Sunday, May 5, 2013
By: Colin Meloy
What would you do if your baby brother was abducted by a murder of crows and carried into the Impassable Wilderness, a swath of forest so thick that any who venture into it are neither seen nor heard from again? Why, you’d go after him, of course! But not before stopping to think, misleading your parents, gathering some supplies, and allowing a slightly annoying yet noble and determined classmate to tag along. So it is that Prue McKeel and Curtis Mehlberg of Portland, Oregon embark upon a rescue mission armed with nothing more than a Swiss army knife, a bag of gorp, a “Bear-Be-Gone” air horn, and an overdue library book, the Sibley Guide to Birds.

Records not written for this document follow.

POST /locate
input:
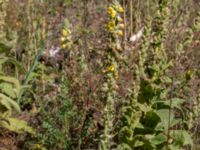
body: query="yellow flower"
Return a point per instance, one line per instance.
(116, 75)
(63, 46)
(62, 39)
(119, 8)
(111, 26)
(120, 33)
(119, 19)
(121, 26)
(111, 68)
(112, 12)
(64, 32)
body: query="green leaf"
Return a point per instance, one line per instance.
(164, 117)
(8, 103)
(150, 120)
(181, 137)
(7, 89)
(15, 83)
(158, 139)
(18, 126)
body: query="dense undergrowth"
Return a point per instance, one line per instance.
(100, 75)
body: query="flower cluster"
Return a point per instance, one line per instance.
(115, 24)
(112, 69)
(65, 38)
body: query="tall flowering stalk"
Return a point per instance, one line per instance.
(114, 27)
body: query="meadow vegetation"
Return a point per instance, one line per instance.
(99, 74)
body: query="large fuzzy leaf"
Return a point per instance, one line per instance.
(16, 125)
(181, 137)
(15, 82)
(8, 103)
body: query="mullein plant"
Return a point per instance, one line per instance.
(144, 118)
(114, 28)
(66, 41)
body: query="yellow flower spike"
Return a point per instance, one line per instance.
(119, 19)
(62, 39)
(120, 33)
(111, 68)
(116, 75)
(64, 32)
(111, 26)
(121, 26)
(63, 46)
(112, 12)
(119, 8)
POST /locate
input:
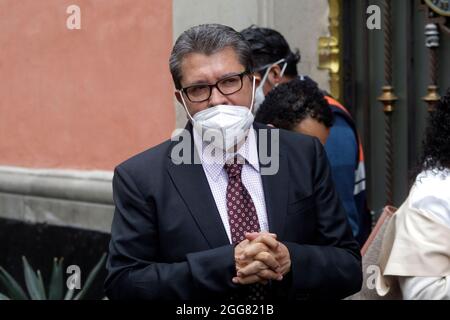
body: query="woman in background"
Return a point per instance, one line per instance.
(416, 246)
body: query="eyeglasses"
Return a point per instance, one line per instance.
(226, 86)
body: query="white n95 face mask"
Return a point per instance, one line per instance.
(223, 125)
(259, 94)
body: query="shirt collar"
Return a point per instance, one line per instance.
(213, 164)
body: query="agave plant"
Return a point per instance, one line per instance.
(35, 283)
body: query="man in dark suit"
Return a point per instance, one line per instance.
(224, 227)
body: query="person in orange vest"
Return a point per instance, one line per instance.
(275, 63)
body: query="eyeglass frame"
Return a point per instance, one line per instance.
(211, 86)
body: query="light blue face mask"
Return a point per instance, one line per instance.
(259, 93)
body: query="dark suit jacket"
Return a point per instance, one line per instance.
(168, 241)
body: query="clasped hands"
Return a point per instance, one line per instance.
(260, 258)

What Prue and Curtis discover is their own mysterious connection to a complex otherworld snugly ensconced within our own, 21st-century landscape. Wildwood, which features walking, talking, and in some cases impeccably dressed fauna (and some surprising flora), owes a great debt to C.S. Lewis’s Narnia. Yet story and characters are so richly imagined (and beautifully illustrated) through a contemporary North American lens that this tale feels wildly original. After crossing into Wildwood, Curtis and Prue are separated and placed on opposite sides of a civil war. Separately, they must navigate thickets of allegiances to find not only Prue’s baby brother, but also the answer to the question of why they alone can breach the barrier that separates Wildwood from the outside world. As the adventure comes to a climax, the story confronts a question common to all dual-world fantasy, yet rarely answered: why not simply stay in the magical otherworld? Why return to school and parents and the humdrum, workaday world? The answer to this question will send readers reaching for the next book in the series, Under Wildwood. Happy reading!